こう言えば聞こえはいいですが、何も教えず戦場に突っ込ませ戦死させるとか、それの何が美しいのか正しいのか、自分にはまったく理解できません。

 

才能の見極め、ふるいにかけて落とすという、それが効率いい手段であると見ることもできるのかもしれないけど、それが原因で潰された人って高い確率で恨みを持ったり、その物事に対して興味を失ってしまうでしょう。

 

実際、自分はバレーボールにまったく興味ありません。

いまだにルールもぜんぜん知らないし、楽しめる競技だとも思ってません。

 

百歩譲って、危険な接触のあるスポーツや格闘技ならまだしも、バレーボールに暴力性とか恐怖ってどう必要なんでしょう?

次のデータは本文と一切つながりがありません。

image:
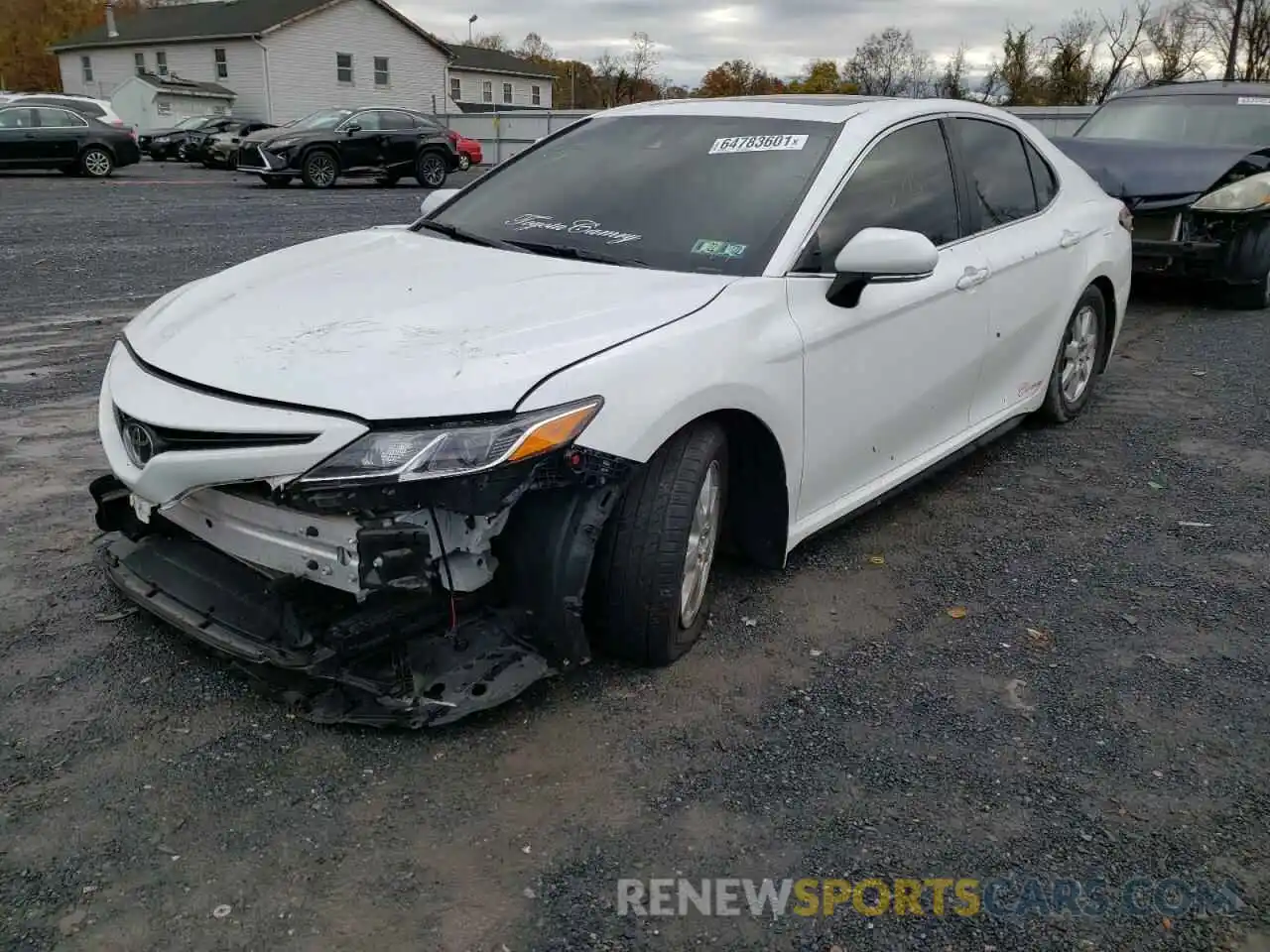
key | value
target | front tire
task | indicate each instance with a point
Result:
(649, 592)
(1080, 359)
(430, 169)
(320, 169)
(96, 163)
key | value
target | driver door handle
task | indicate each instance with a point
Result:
(971, 278)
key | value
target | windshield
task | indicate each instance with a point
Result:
(1188, 119)
(322, 119)
(686, 193)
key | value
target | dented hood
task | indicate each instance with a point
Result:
(390, 324)
(1130, 169)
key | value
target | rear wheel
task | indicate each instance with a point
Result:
(320, 169)
(1080, 356)
(430, 171)
(96, 163)
(649, 590)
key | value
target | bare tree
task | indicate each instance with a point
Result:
(889, 63)
(1124, 36)
(1070, 71)
(1178, 41)
(534, 48)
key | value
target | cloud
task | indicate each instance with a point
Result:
(776, 35)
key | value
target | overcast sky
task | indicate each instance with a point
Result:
(776, 35)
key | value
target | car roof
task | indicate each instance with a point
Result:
(813, 108)
(1203, 87)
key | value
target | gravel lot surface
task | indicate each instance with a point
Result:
(1102, 708)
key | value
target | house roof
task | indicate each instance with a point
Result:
(175, 84)
(480, 60)
(218, 19)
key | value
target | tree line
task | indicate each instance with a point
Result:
(1086, 60)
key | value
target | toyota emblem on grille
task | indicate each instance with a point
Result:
(139, 440)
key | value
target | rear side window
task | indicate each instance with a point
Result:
(906, 181)
(1001, 182)
(1043, 177)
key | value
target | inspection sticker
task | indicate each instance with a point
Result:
(717, 249)
(758, 144)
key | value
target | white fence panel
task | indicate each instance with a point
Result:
(503, 135)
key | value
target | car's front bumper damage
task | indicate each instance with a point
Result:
(384, 604)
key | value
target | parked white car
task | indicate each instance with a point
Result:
(429, 465)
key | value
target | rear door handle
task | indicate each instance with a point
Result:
(971, 277)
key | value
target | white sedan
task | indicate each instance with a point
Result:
(425, 466)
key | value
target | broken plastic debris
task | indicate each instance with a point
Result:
(116, 616)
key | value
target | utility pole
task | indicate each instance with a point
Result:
(1234, 41)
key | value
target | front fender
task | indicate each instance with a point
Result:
(742, 352)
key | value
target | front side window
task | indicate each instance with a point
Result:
(997, 168)
(58, 119)
(906, 181)
(699, 193)
(1191, 119)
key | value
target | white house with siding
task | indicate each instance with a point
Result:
(489, 80)
(281, 59)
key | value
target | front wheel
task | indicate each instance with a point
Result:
(320, 169)
(96, 163)
(649, 590)
(1080, 358)
(430, 171)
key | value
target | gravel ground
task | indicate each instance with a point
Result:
(1100, 710)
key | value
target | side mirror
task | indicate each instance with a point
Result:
(880, 257)
(435, 199)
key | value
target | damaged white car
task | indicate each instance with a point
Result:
(412, 470)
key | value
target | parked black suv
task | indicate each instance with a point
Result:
(381, 144)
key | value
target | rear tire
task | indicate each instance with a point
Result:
(320, 169)
(1080, 356)
(96, 163)
(649, 590)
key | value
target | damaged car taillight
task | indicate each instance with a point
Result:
(456, 449)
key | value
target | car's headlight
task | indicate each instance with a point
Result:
(457, 449)
(1243, 195)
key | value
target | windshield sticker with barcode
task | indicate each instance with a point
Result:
(757, 144)
(717, 249)
(589, 227)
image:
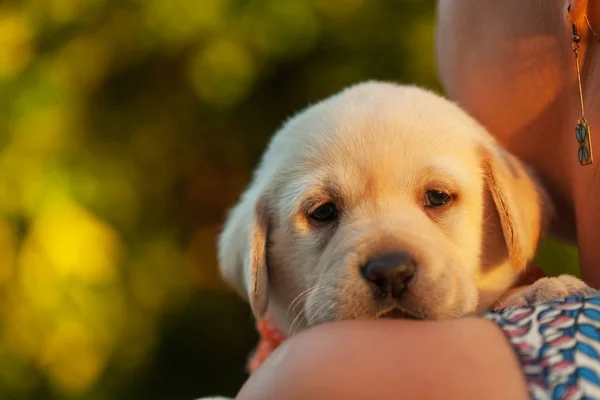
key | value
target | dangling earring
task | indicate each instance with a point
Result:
(582, 130)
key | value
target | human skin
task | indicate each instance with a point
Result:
(391, 359)
(510, 64)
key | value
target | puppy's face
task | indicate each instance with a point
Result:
(382, 201)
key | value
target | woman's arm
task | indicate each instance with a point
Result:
(392, 359)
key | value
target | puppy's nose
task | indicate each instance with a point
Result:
(389, 274)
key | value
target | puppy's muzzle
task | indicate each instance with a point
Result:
(390, 274)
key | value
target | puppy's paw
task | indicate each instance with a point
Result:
(546, 289)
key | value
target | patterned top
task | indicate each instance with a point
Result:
(558, 345)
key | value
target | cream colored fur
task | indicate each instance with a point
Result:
(374, 150)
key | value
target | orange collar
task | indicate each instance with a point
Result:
(270, 338)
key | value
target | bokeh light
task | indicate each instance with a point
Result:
(127, 129)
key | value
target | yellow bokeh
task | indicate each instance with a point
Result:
(76, 243)
(223, 72)
(72, 357)
(8, 244)
(15, 42)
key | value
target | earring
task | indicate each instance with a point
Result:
(582, 130)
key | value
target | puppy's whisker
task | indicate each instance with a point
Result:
(322, 310)
(302, 297)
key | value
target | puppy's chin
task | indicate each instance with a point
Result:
(440, 302)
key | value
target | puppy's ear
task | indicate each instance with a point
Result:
(242, 252)
(521, 203)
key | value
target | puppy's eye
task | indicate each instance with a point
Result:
(324, 213)
(436, 198)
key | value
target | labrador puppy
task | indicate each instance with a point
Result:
(384, 201)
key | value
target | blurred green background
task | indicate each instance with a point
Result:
(127, 129)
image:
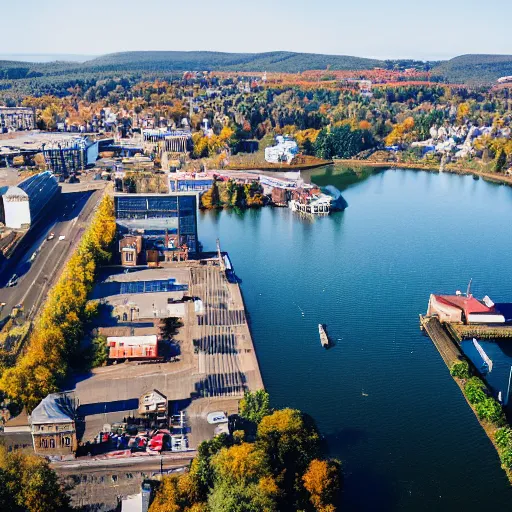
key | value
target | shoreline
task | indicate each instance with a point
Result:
(489, 428)
(494, 177)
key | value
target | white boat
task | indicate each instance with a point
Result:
(324, 340)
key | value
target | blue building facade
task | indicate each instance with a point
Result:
(172, 218)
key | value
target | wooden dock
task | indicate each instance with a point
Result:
(482, 331)
(449, 350)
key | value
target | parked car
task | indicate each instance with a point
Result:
(13, 281)
(216, 417)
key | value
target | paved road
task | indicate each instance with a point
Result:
(69, 218)
(142, 463)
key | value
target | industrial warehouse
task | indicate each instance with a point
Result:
(179, 349)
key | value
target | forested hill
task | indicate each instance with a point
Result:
(475, 68)
(52, 77)
(272, 61)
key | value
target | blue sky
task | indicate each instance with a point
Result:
(435, 29)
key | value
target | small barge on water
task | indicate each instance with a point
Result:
(324, 339)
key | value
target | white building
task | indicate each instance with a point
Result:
(15, 208)
(284, 151)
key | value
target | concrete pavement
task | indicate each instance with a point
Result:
(69, 217)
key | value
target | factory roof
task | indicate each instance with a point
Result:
(55, 408)
(467, 304)
(14, 192)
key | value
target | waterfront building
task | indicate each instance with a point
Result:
(159, 216)
(284, 151)
(53, 426)
(17, 118)
(465, 309)
(310, 201)
(132, 347)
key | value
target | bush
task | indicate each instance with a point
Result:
(460, 370)
(504, 437)
(60, 327)
(490, 410)
(506, 458)
(99, 351)
(474, 390)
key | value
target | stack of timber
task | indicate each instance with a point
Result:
(482, 331)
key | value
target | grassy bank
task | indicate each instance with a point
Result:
(486, 408)
(432, 167)
(60, 326)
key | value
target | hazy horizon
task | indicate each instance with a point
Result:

スパルタで暴力を振るうのが当たり前とか、まずは奴隷になるように苦痛を与えるものだとか、まったく意味が分からない。

 

強いリーダーシップを指導者がいるからこそ人が付いていく、高い目標を達成できるというのは分かります。

 

自分達が才能の欠片もない、どうしようもないゴミ集団だったのも認めましょう。

 

でもそれにしたってねぇ?

 

教えてもらったのって、

 

・大人は面子ばかり気にするつまんない存在

・教師は世間知らずで頭がイッてる

・スポーツとか人間の奴隷化みたいなもん

 

こんなことばっかりですもんね。

 

・楽しいなんてことは微塵も教えない

・どんな魅力があるかなんて1mmも伝えられない

・弱者と子供はなぶられ利用されるだけ

 

まぁ、これも一種の社会勉強っちゃそうですが、正直、超つまんねー退屈な世界だと思います。

 

自分が無条件に尊敬される対象であるとか、黙ってても付いてきてくれるとか、どんだけ自惚れてんだよって話。

 

・職人気取り

・達人気取り

・名指導者気取り

 

本当にうざいなと。

 

ガキはガキなりに学習する

 

バレーボールのことを何も教えてくれなかった先生。

代わりに沢山の暴力と罵声、恐怖を与えてくれました。

 

おかげで自分は逆らうこと、逃げることを学習できたし、ルールすらよく分かんないスポーツなんかよりよっぽど素晴らしいものを得られたと、自らを誇りにしたい。

 

『俺は人間だわ

 

これが分かっただけでも御の字。

 

それすら見失ってしまう、なんだか分からなくなってしまう人達が沢山いる中、考える力、遊ぶもの、楽しむ心がある自分は幸せだなと。

 

本当、世の中がもっと自由に楽しく生きられるようになってほしいですね。

狂った古い習慣や価値観なんかどんどん淘汰されていくべき。

 

反面教師であることにしか存在意義がない教師とか子供がかわいそうなので、教育水準、人間力もどんどん上がっていけばと思います。

 

もっと良い世の中になりますように。